Uncertainties and shortcomings of ground surface temperature histories derived from inversion of temperature logs
Andreas Hartmann, Volker Rath

TL;DR
This paper evaluates the uncertainties in deriving ground surface temperature histories from borehole data, emphasizing the importance of log depth and data quality for accurate climate reconstructions.
Contribution
It provides a rigorous assessment of the main uncertainty sources in temperature log inversion and highlights the importance of log depth and data noise.
Findings
Deeper logs (>3000 m) improve inversion accuracy for 1000-100000 year periods.
Heat production has minimal impact on inversion results.

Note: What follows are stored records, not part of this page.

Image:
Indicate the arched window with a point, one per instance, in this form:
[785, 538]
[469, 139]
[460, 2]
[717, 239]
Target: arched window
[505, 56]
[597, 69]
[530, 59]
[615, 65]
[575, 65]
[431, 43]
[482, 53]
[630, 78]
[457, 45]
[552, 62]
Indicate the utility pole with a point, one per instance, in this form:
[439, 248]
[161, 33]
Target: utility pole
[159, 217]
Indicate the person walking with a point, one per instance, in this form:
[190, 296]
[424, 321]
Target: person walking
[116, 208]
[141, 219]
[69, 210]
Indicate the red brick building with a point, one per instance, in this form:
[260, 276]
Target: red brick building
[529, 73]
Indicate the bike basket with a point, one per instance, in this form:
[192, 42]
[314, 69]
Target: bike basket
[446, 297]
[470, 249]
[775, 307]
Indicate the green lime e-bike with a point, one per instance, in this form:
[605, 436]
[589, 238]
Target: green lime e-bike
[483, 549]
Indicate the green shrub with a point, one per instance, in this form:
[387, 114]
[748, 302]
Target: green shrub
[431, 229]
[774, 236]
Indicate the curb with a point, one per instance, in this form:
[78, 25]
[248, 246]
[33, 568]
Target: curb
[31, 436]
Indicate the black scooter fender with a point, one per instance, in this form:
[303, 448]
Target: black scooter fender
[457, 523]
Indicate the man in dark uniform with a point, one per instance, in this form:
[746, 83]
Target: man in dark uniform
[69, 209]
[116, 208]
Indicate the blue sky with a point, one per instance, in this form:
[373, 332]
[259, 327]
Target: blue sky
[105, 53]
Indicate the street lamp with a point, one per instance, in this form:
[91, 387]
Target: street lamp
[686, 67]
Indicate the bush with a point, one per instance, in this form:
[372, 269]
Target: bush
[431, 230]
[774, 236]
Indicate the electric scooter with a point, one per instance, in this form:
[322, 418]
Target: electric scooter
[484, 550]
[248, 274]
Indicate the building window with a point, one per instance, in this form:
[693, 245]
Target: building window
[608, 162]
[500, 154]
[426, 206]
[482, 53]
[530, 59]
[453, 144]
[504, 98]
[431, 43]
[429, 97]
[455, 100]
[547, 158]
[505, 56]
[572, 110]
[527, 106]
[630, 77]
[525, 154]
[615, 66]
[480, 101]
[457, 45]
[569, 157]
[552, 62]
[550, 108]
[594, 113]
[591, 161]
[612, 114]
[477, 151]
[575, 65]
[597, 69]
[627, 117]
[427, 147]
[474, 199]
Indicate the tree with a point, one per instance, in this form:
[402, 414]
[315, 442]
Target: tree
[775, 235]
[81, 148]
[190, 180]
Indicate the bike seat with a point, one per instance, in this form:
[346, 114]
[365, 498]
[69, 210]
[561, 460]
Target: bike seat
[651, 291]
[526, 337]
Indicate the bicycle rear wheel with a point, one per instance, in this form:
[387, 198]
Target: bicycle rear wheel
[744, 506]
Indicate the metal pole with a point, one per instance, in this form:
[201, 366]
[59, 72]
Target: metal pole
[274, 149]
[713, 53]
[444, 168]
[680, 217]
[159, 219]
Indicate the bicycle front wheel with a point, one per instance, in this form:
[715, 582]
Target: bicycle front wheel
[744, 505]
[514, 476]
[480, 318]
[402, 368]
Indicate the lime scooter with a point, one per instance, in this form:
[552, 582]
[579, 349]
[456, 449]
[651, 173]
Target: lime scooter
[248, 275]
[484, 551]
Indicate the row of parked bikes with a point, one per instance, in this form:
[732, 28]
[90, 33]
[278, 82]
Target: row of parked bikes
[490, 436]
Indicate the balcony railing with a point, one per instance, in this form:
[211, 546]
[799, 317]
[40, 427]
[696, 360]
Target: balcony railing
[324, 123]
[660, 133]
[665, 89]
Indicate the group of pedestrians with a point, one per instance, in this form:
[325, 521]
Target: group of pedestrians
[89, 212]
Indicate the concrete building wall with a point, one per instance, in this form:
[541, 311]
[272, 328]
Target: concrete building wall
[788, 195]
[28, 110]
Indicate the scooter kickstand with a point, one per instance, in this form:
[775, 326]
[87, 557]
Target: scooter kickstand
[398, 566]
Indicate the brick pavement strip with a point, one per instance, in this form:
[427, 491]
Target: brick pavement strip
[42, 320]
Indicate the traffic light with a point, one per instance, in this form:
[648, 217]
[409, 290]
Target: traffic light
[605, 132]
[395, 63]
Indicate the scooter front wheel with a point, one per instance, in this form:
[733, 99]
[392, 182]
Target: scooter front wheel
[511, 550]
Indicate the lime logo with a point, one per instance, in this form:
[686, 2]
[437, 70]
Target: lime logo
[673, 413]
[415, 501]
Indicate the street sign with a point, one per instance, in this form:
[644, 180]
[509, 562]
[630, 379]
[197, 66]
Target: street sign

Shallower logs (<300 m) are more affected by noise, limiting recent climate reconstructions.
Abstract
Analysing borehole temperature data in terms of ground surface history can add useful information to reconstructions of past climates. Therefore, a rigorous assessment of uncertainties and error sources is a necessary prerequisite for the meaningful interpretation of such ground surface temperature histories. This study analyses the most prominent sources of uncertainty. The diffusive nature of the process makes the inversion relatively robust against incomplete knowledge of the thermal diffusivity. Similarly the influence of heat production is small. It turns out that for investigations of the last 1000 to 100000 years the maximum depth of the temperature log is crucial. More than 3000 m are required for an optimal inversion. Reconstructions of the last one or two millennia require only modestly deep logs (>300 m) but suffer severely from noisy data.